The increase in aggregate performance for the entire list was the lowest in TOP500 history, reflected by the fact that only 143 of the 500 systems were replaced. Even the bottom of the list barely moved. The 500th system six month ago was 20 teraflops, which increased to only 24.7 teraflops on the current list.

Perhaps more ominous is that multicore scaling seems to be slowing. According to TOP500 list co-founder Erich Strohmaier, the move from predominantly dual-core systems to quad-core systems took about two years. If that pace had kept up, we would be seeing many more six- and eight-core system, which is not the case (425 systems on the list are still quad-core).

This may be due to a temporary hiccup in the CPU rollout cycle. This spring Intel, AMD and IBM started rolling out 6-, 8-, and 12-core CPUs, and they should start showing up in HPC installations very shortly. But because bandwidth to RAM is not keeping pace with the additional cores, memory-bound problems can’t benefit by simply increasing the CPU core count. This could be encouraging chipmakers to spend relatively more of the transistor budget provided by Moore’s Law on features like bigger caches or new instructions, rather than on additional compute engines.

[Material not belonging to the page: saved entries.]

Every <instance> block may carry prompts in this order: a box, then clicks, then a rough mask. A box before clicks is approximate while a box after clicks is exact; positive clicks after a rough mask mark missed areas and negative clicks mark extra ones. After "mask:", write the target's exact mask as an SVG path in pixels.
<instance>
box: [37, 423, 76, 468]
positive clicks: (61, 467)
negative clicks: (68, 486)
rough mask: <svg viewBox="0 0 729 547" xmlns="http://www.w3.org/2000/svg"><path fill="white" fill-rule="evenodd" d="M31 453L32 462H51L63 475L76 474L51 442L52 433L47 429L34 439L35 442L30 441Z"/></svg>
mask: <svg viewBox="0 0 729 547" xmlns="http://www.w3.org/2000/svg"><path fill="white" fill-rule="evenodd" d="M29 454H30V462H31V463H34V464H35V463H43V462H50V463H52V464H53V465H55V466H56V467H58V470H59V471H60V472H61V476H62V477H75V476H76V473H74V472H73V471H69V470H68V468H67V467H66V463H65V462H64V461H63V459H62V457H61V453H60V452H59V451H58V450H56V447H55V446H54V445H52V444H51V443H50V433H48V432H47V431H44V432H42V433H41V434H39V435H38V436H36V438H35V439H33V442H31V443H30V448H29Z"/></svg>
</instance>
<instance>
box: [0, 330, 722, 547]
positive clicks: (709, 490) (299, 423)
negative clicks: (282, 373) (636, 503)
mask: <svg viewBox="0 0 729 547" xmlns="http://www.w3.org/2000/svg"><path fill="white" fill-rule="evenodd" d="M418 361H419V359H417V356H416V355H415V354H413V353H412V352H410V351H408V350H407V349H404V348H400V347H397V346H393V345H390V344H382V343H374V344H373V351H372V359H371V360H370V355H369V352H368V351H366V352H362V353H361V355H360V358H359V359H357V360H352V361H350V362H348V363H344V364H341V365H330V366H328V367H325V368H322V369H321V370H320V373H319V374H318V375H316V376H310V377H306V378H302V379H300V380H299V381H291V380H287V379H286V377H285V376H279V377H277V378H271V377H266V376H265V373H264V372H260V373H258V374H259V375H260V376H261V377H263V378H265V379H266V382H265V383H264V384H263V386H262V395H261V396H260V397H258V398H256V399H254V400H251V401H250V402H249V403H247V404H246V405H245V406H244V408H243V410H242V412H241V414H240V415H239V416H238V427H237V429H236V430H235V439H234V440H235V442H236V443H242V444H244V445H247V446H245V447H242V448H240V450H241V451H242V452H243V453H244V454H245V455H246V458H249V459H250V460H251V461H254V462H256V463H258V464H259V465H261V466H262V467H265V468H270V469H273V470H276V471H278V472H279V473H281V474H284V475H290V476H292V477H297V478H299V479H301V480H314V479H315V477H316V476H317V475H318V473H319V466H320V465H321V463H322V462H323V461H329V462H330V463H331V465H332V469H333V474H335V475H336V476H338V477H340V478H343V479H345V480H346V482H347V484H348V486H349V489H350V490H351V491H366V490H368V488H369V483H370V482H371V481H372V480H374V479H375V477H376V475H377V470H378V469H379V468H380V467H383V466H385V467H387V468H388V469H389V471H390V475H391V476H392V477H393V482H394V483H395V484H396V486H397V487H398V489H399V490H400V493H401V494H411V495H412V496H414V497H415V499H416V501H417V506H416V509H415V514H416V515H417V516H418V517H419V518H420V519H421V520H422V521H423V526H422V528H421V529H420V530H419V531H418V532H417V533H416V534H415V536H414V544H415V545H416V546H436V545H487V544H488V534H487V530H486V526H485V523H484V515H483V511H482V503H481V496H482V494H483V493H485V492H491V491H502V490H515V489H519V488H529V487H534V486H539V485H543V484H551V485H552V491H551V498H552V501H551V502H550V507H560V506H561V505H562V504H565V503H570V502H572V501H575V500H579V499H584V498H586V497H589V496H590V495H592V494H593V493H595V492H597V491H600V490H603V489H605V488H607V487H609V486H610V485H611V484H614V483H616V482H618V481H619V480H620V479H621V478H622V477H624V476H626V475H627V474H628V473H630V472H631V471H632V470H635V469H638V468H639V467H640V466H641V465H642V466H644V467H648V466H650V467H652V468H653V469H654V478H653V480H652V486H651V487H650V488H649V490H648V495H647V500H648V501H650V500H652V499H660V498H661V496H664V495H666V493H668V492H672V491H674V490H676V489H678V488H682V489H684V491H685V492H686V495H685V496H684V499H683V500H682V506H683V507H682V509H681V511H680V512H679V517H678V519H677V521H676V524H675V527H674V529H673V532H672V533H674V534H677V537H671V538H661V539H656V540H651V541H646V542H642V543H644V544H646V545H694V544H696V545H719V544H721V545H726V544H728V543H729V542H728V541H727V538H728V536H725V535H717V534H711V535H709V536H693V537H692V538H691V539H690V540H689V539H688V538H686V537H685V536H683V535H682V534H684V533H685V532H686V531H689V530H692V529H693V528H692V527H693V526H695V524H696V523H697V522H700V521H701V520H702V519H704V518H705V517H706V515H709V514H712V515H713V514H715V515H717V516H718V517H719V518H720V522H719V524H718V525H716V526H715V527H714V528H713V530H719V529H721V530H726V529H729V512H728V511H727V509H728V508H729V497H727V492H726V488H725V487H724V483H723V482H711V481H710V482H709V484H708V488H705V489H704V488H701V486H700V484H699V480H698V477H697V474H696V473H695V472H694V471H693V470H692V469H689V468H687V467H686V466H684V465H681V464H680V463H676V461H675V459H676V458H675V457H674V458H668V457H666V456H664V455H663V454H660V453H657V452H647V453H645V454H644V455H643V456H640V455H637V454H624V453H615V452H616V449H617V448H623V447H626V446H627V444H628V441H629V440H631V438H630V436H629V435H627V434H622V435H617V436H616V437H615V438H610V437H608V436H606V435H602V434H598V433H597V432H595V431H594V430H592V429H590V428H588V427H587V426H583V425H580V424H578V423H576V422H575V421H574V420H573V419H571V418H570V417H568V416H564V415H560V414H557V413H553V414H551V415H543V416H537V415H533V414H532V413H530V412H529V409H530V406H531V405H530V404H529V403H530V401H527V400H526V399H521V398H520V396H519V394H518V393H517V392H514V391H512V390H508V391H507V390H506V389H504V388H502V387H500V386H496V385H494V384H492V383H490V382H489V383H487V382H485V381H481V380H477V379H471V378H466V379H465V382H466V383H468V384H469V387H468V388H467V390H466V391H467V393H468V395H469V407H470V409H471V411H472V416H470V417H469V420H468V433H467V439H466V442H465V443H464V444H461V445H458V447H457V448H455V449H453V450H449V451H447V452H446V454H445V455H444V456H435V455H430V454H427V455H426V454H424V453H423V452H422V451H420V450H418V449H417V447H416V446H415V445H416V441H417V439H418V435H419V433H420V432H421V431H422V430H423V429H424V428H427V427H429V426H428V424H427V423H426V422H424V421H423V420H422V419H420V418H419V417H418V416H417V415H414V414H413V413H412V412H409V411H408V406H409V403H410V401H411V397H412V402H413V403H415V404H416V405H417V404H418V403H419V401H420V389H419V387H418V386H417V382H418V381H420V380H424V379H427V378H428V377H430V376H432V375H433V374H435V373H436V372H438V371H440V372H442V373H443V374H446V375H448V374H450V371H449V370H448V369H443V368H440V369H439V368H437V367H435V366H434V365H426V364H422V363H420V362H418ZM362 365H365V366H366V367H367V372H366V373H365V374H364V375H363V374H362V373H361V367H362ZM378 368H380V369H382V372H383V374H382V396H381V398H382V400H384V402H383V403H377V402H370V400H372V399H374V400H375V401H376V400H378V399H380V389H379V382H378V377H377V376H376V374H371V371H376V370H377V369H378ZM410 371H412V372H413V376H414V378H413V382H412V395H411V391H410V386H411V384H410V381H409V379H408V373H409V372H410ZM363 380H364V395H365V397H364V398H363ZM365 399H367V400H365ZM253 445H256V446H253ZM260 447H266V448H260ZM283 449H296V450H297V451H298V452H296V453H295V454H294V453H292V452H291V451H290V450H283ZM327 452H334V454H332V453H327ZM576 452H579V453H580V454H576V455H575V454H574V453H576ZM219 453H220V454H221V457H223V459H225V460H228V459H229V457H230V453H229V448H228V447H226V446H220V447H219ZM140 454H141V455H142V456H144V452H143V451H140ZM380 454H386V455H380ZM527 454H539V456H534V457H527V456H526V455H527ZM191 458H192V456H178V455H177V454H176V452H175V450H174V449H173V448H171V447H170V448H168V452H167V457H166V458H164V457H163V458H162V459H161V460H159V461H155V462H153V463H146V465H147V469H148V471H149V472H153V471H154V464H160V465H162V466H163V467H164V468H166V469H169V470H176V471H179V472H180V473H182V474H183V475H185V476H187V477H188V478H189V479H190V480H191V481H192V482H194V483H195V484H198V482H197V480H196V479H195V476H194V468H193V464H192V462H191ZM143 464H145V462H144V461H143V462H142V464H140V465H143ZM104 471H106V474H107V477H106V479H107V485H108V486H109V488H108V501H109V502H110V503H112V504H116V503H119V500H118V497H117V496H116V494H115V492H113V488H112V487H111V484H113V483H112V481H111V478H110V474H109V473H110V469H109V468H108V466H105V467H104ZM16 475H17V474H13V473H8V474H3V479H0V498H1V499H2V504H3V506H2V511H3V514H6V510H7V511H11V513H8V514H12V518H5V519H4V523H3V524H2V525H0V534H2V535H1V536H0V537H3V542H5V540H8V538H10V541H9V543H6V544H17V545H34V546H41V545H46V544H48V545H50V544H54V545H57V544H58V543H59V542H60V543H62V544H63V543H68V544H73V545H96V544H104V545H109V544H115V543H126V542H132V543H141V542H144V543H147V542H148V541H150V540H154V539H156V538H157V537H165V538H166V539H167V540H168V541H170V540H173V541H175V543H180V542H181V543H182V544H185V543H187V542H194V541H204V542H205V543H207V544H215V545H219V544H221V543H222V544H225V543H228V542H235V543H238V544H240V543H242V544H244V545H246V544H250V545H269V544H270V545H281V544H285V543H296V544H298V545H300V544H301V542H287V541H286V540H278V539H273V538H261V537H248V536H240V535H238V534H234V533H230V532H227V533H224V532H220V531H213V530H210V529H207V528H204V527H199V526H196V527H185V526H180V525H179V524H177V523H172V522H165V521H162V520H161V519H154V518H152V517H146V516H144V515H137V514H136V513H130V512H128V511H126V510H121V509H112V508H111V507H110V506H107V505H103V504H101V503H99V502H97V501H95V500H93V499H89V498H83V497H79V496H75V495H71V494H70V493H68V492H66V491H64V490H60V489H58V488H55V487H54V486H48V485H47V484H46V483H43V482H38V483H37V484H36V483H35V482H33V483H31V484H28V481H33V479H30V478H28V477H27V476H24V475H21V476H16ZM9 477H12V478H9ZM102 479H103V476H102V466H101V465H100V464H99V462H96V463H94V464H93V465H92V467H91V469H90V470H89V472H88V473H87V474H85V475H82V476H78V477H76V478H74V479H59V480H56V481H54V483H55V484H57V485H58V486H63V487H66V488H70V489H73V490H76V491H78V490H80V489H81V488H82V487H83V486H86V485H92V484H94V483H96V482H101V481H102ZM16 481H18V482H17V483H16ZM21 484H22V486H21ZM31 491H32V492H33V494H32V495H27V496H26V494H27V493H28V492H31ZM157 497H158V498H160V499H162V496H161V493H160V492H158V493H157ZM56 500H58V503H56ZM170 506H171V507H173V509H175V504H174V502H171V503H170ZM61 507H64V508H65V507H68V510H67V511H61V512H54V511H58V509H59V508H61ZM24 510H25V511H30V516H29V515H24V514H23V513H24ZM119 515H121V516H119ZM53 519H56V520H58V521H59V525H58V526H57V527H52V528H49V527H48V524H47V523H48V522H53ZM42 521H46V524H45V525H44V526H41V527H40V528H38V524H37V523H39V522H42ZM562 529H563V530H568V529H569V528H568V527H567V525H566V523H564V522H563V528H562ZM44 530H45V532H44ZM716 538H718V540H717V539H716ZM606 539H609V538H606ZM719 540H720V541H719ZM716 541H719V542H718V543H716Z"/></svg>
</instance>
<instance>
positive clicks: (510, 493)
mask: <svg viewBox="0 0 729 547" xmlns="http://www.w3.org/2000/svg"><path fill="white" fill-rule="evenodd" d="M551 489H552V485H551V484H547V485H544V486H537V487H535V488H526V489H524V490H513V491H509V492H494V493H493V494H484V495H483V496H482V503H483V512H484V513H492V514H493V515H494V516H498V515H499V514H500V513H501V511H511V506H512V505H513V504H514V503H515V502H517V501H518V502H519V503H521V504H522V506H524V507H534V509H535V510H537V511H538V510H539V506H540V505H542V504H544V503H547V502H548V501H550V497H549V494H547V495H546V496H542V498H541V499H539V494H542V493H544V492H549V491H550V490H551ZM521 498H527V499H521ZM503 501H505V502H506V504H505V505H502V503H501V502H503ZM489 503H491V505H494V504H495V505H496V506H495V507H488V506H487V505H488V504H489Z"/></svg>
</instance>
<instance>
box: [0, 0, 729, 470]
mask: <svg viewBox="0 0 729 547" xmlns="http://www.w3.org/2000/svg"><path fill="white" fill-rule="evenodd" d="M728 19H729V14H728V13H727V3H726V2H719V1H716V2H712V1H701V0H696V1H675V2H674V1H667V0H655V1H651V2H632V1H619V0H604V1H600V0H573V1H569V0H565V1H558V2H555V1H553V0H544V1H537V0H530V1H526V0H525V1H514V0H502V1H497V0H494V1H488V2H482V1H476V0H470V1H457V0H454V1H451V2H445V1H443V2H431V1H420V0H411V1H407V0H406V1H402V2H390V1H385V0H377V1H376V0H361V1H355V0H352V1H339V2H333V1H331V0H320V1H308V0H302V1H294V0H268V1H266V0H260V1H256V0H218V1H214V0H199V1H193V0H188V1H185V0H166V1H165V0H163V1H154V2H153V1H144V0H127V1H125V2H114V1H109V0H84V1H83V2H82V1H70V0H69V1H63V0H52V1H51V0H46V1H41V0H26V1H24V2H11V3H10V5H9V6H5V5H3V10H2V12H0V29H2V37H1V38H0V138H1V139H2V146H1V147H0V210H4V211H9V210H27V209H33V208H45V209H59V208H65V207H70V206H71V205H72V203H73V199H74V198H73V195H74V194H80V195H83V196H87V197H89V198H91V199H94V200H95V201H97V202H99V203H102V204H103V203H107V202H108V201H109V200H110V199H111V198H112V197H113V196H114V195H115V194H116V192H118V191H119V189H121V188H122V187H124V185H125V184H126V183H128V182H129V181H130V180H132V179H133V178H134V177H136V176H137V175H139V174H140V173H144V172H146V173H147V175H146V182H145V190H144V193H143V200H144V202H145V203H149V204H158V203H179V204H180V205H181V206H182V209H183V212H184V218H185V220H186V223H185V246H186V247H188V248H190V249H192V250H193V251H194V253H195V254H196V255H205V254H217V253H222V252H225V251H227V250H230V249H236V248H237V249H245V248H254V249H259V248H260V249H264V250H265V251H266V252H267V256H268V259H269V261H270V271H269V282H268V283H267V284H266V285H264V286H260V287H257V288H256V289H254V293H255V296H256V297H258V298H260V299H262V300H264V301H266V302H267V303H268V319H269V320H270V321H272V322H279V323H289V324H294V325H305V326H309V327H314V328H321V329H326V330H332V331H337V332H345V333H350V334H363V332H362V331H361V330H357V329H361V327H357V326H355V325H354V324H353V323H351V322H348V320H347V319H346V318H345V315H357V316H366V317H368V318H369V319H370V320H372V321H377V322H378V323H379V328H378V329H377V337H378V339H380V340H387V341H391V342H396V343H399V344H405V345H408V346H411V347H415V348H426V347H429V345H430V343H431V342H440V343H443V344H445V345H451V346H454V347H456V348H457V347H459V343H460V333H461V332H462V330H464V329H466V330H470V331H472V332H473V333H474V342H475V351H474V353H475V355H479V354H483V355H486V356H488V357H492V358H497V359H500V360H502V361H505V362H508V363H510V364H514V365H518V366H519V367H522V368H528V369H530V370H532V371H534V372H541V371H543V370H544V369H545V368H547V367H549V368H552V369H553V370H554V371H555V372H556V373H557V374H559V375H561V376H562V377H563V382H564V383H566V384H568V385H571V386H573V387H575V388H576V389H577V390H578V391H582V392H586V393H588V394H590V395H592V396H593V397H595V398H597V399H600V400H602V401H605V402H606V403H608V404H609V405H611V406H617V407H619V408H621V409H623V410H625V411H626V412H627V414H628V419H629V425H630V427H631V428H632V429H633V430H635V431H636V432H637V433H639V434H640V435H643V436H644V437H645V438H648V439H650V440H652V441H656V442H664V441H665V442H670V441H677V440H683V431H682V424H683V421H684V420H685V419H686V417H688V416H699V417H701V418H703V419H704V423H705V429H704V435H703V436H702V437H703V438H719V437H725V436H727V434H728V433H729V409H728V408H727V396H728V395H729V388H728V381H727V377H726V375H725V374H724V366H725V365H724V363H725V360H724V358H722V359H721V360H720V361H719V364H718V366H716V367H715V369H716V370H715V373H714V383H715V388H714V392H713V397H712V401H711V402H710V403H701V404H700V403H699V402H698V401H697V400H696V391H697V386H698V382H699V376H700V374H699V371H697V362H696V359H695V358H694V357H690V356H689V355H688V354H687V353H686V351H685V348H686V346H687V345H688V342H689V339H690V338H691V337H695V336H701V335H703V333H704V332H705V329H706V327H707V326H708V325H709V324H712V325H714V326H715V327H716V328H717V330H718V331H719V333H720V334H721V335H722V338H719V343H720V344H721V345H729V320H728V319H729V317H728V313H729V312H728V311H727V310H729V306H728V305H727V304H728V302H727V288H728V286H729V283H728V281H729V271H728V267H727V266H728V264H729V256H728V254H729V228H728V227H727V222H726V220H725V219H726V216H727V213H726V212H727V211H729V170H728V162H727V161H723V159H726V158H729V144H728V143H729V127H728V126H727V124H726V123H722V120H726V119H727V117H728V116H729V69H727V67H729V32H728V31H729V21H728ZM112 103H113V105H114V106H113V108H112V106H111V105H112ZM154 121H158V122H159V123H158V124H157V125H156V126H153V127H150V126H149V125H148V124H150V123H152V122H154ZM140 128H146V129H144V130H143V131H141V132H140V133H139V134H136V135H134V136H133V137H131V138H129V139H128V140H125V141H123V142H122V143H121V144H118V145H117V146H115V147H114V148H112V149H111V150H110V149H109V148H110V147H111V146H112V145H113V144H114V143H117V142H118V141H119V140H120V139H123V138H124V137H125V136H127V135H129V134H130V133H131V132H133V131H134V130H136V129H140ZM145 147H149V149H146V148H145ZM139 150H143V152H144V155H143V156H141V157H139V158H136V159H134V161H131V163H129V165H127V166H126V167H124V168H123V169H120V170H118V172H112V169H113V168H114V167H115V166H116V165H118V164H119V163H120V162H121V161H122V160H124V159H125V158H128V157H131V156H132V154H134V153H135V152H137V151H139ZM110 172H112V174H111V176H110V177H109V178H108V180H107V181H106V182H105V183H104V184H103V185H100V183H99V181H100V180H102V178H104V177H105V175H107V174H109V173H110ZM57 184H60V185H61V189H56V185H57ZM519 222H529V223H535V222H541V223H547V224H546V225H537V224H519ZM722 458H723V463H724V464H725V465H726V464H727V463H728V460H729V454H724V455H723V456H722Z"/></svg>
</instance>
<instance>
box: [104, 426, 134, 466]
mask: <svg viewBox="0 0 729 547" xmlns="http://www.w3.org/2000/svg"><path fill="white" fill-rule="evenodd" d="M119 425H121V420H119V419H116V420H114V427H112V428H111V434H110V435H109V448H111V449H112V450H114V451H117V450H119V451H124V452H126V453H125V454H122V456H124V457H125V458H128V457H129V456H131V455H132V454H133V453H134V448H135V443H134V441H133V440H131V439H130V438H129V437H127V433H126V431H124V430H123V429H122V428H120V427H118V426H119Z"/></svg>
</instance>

Another unfortunate trend seems to be developing. Although the T0P500 has only been keeping tabs on system power consumption for a couple of years, that metric seems to be steadily rising for the list as a whole, and is rising especially fast for the top 10 systems. Fortunately power efficiency is going up too, but not fast enough to keep pace with user demand for bigger machines. If that curve can’t be bent, a larger and larger percentage of the expense of a supercomputer is going to be consumed by power and cooling.

The trend toward Intel CPUs continues. The vast majority of systems — 408, to be precise — are based on Intel processors. AMD chips are in just 47 systems, despite being used in a disproportionate number of the top systems, including the number 1 (Jaguar), 3 (Roadrunner), and 4 (Kraken) machines. IBM Power-based systems are in third place with 42.

Finally, the trend toward InfiniBand remains unabated. There are now 207 systems on the list using InfiniBand fabric, up from 181 just six months ago. Interestingly, Gigabit Ethernet-based machines took a hit, dropping from 259 systems in November 2009, to 242 today. The battle between 10 GigE and InfiniBand awaits.